DAY COMPOSED an answer that centered on the evening she’d met Hilde and Willa. She’d got on at Kings Cross with Pepper, Luca, and Thalia, all four of them covered in sweat and glitter—they’d had their Friday night out in London town and now they were ready to get back to Day’s room and crash. Hilde and Willa sat opposite them sharing a red velvet cupcake. Day remembered trying not to fret about two whole girls afraid to eat a whole cupcake each. She didn’t know them or their fears. She noticed Willa’s long chestnut hair and Hilde’s eyes, which were like big blue almonds. She’d never seen them before but nodded at them, and they nodded back and continued their conversation, which seemed to be a comparison between medieval and modern logistics of kidnapping. Pepper and Luca were attempting to address Thalia’s complaints about art school, and Day was about to throw in her own tuppence worth when five boys who looked about the same age as them came swaying through the carriage singing rugby songs. Actually Day didn’t know anything about rugby so they might not have been rugby songs per se, but the men definitely had rugby player builds. They stared as they passed Day and her friends; Day felt a twanging in her stomach when they walked back a few paces and their song died away. She could see them thinking about starting something, or saying something. If these boys said something Luca would fight, and so would Pepper, and then what were Day and Thalia supposed to do—broker peace? Hardly. Day could punch . . . her parents had only been called into school for emergency meetings about her twice, and both times had been about the punching. Not necessarily the fact of her having punched someone, no, it was the style of it. Day punched hard, and when she did so she gave little to no warning. She punched veins. Aside from being disturbing to witness, the vein punching was extremely distressing for Day’s target; the link between heart, lungs, and brain fizzed and then seemed to snap, then the target’s limbs twitched haphazardly as they tried to recover some notion of gravity. Every now and again Day’s sister requested punching instruction from her, but this wasn’t something Day could teach. She just knew how to do it, that was all. She thought it might be connected to anxiety and the need to be absolutely certain that it was shared. And she really didn’t feel like punching anybody that night. She’d had a good time and just wanted to keep having one . . .
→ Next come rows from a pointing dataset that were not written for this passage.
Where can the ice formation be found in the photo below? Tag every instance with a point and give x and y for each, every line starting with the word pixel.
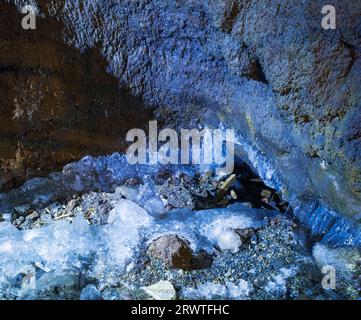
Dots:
pixel 210 290
pixel 102 251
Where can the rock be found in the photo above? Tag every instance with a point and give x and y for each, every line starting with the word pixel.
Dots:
pixel 346 261
pixel 225 186
pixel 162 290
pixel 172 250
pixel 127 212
pixel 22 210
pixel 129 193
pixel 229 240
pixel 90 292
pixel 246 234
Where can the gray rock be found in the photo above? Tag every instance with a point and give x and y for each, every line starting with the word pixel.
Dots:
pixel 90 292
pixel 162 290
pixel 129 193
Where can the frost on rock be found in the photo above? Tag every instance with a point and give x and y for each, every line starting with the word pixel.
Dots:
pixel 95 250
pixel 210 290
pixel 278 285
pixel 103 251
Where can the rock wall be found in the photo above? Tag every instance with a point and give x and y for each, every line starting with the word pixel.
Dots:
pixel 57 104
pixel 266 68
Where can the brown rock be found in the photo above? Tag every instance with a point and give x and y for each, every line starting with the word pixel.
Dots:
pixel 172 250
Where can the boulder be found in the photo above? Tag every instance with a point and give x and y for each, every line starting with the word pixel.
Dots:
pixel 172 250
pixel 162 290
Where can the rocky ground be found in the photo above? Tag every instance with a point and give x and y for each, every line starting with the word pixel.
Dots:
pixel 177 236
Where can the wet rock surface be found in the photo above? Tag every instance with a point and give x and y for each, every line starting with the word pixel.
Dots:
pixel 172 250
pixel 115 249
pixel 291 91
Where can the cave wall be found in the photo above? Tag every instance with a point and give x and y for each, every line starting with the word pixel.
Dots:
pixel 57 104
pixel 266 68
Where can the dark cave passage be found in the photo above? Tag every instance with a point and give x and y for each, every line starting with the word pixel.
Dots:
pixel 58 104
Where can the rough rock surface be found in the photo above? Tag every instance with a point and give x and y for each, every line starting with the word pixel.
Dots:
pixel 172 250
pixel 267 69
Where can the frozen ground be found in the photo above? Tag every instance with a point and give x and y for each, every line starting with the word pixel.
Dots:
pixel 88 244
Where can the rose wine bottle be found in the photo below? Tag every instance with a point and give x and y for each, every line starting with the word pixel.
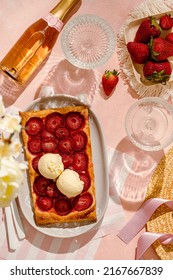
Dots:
pixel 36 43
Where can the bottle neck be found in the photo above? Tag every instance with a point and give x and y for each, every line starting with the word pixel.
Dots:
pixel 62 8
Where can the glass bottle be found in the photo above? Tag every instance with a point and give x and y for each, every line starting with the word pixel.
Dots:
pixel 36 43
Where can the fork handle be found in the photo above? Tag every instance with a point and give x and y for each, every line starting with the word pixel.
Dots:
pixel 10 229
pixel 17 221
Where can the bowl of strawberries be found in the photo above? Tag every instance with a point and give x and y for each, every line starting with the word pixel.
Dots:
pixel 149 42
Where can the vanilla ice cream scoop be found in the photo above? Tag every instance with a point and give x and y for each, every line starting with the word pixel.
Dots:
pixel 69 183
pixel 50 165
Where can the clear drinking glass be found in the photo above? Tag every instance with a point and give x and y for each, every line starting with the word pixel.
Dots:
pixel 149 123
pixel 87 41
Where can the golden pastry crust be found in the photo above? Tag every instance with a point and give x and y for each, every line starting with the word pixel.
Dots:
pixel 51 217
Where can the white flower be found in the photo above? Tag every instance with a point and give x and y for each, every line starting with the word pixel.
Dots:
pixel 11 170
pixel 11 178
pixel 10 123
pixel 2 108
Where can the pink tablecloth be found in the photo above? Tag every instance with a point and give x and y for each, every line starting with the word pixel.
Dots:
pixel 15 16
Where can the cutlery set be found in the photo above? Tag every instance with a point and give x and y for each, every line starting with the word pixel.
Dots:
pixel 15 230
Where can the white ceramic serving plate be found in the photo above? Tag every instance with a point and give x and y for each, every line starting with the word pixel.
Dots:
pixel 100 170
pixel 130 32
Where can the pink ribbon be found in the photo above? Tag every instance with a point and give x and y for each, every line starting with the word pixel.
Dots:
pixel 148 238
pixel 138 221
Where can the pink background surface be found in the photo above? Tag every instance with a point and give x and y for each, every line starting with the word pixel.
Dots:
pixel 15 17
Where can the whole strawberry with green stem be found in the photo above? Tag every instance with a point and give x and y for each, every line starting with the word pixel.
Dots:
pixel 157 71
pixel 166 22
pixel 109 81
pixel 139 52
pixel 147 29
pixel 160 49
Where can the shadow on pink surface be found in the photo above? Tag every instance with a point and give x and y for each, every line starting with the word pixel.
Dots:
pixel 139 165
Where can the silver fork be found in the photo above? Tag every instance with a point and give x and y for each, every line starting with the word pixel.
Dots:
pixel 14 225
pixel 17 221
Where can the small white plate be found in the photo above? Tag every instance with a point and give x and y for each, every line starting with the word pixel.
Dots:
pixel 100 170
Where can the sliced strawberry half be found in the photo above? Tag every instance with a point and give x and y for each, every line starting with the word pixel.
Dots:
pixel 74 120
pixel 40 185
pixel 67 160
pixel 63 206
pixel 53 121
pixel 34 126
pixel 80 162
pixel 86 179
pixel 44 203
pixel 34 146
pixel 52 190
pixel 47 135
pixel 48 146
pixel 35 162
pixel 79 141
pixel 65 145
pixel 82 202
pixel 62 132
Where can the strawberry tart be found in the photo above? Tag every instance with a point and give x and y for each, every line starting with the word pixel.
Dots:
pixel 64 132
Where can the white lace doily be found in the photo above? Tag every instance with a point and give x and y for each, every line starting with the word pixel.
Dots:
pixel 147 8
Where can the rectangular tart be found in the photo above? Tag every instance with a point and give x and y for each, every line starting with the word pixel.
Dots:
pixel 65 131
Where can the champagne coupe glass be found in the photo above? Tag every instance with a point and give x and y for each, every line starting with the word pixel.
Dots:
pixel 149 123
pixel 87 41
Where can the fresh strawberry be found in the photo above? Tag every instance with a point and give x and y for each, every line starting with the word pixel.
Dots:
pixel 34 146
pixel 65 145
pixel 147 29
pixel 44 203
pixel 166 22
pixel 48 146
pixel 157 71
pixel 160 49
pixel 109 81
pixel 67 160
pixel 80 162
pixel 34 126
pixel 86 179
pixel 63 206
pixel 83 201
pixel 62 132
pixel 139 52
pixel 45 135
pixel 79 141
pixel 35 162
pixel 40 185
pixel 74 120
pixel 53 121
pixel 52 190
pixel 169 37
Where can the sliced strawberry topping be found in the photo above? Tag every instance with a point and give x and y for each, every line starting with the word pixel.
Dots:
pixel 63 206
pixel 74 120
pixel 34 126
pixel 53 121
pixel 86 179
pixel 80 162
pixel 48 146
pixel 80 140
pixel 67 160
pixel 35 162
pixel 62 132
pixel 41 184
pixel 65 145
pixel 52 190
pixel 82 202
pixel 47 135
pixel 44 203
pixel 34 146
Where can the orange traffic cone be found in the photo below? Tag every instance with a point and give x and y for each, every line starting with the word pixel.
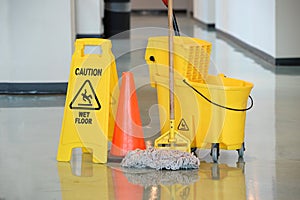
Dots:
pixel 128 132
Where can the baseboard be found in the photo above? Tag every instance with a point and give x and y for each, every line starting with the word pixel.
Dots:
pixel 33 88
pixel 266 57
pixel 79 36
pixel 287 61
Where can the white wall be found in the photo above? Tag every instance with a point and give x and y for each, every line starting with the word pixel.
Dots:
pixel 287 29
pixel 251 21
pixel 89 14
pixel 36 40
pixel 204 11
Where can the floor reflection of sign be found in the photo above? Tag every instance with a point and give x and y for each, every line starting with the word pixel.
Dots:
pixel 183 126
pixel 85 98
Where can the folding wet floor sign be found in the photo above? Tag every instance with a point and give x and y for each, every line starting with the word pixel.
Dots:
pixel 89 109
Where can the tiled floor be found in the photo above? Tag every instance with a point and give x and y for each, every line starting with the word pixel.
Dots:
pixel 30 129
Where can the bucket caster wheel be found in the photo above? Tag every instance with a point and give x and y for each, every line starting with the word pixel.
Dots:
pixel 215 152
pixel 241 151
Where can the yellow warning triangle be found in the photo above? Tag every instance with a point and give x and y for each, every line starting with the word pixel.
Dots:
pixel 183 126
pixel 86 98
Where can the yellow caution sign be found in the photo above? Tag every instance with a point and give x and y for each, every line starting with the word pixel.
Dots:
pixel 90 103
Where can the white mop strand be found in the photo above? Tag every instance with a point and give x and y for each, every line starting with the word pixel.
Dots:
pixel 160 159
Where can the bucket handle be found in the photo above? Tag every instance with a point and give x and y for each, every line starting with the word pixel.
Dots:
pixel 228 108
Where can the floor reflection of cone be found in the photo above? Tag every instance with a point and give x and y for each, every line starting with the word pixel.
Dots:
pixel 124 190
pixel 128 132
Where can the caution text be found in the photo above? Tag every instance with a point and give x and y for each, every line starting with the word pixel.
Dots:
pixel 88 72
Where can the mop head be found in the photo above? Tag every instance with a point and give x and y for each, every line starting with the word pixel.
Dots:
pixel 160 159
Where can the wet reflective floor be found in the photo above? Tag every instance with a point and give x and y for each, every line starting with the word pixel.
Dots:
pixel 30 128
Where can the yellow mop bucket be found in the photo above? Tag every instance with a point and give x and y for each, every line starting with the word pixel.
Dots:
pixel 213 111
pixel 191 57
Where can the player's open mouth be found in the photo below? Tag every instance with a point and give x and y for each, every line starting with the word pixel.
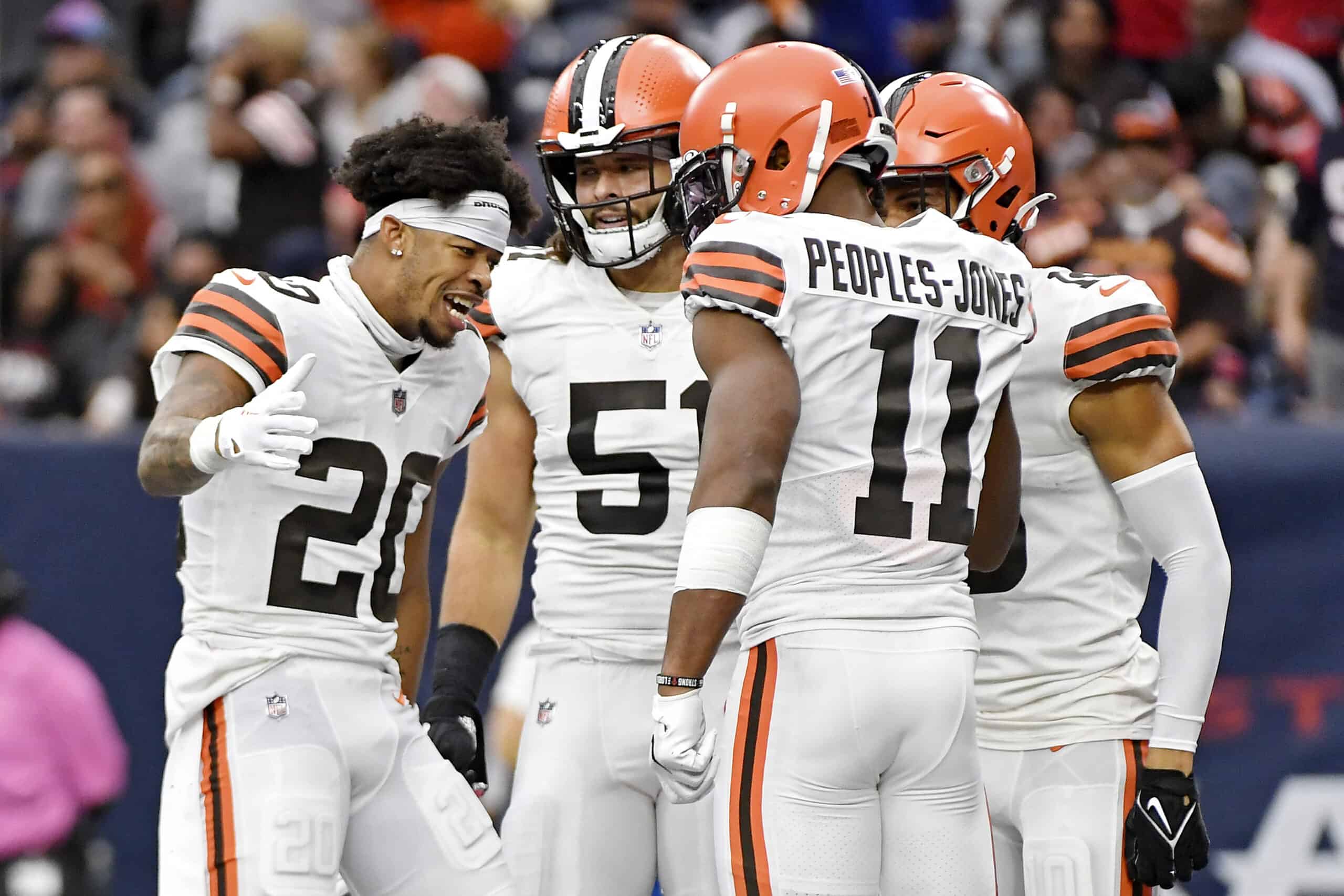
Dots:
pixel 459 307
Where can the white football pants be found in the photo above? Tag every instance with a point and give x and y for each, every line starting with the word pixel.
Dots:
pixel 847 767
pixel 311 769
pixel 1058 817
pixel 588 817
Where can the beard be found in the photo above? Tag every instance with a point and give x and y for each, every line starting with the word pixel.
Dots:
pixel 433 340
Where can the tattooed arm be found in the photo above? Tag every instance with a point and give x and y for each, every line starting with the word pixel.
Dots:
pixel 203 387
pixel 413 610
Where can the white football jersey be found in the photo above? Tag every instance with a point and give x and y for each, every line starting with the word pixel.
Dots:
pixel 904 340
pixel 618 402
pixel 310 562
pixel 1061 657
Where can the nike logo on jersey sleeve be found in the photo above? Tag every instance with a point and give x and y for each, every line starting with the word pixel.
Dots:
pixel 232 319
pixel 1120 342
pixel 1110 291
pixel 737 273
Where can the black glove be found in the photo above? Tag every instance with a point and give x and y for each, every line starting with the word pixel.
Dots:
pixel 1166 839
pixel 463 657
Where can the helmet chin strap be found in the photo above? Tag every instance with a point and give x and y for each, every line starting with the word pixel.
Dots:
pixel 1026 217
pixel 612 244
pixel 816 157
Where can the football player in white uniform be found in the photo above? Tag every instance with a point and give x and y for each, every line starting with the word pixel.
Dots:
pixel 304 425
pixel 596 413
pixel 1083 727
pixel 858 400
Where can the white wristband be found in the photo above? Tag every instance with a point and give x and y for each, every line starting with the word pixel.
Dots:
pixel 203 455
pixel 722 550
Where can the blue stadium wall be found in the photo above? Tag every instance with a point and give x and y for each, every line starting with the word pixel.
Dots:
pixel 100 558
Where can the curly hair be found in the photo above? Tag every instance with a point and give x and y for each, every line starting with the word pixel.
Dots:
pixel 421 157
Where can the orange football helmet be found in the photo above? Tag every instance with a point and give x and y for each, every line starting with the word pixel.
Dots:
pixel 766 125
pixel 625 94
pixel 958 127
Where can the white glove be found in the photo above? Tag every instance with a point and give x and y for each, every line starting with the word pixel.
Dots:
pixel 265 431
pixel 683 750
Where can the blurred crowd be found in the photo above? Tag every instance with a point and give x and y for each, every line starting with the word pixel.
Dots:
pixel 152 143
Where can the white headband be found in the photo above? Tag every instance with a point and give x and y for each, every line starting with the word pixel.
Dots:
pixel 480 215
A COUPLE of the rugby boys were black. They both caught Pepper’s eye, and all three looked apologetic for staring. But that didn’t mean there wasn’t going to be a fight. So Day, T, Pepper, and Luca tensed up. Day saw something interesting: Chestnut Hair and Blue Almond Eyes were no longer eating cake and had tensed up too. Not the way you tense up when you’re about to run away, but the way you tense up when you’re not about to have any nonsense. And actually, looking around, Day saw that Chestnut Hair and Blue Almond Eyes weren’t the only ones. Others scattered across the carriage had become alert too, looking up from the screens of their phones, some even rolling their sleeves up. “Jog on, lads,” a barrel-chested man advised, and the boys seemed to reflect on numbers, then left and took their thoughts of starting something with them. When they’d gone Chestnut Hair leaned across the table and said, “I’m Willa.” Blue Almond Eyes introduced herself as Hilde and said, apropos of nothing: “When we were little we had chicken pox together.”

“Ah,” Luca said, sagely. “So you two are close.”

Willa rubbed her nose. “Oh, but we didn’t do it on purpose . . .”

Willa was seriously posh. She tried to sound estuary but couldn’t go all the way. At the station Hilde turned to them and asked: “Are you students here?”

T, Pepper, and Luca talked over each other: As if! Yeah right . . . and all three pointed at Day: “There she is, Miss Establishment . . .”

“Please just live your hate-filled lives happily, guys,” Day said.

Willa took Day’s e-mail address and said she’d be in touch. “We should all cotch sometime.”

Cotch? Pepper thought that sounded sexual. Luca said: “Maybe something to do with horse riding? That one blatantly rides horses.” Thalia just giggled.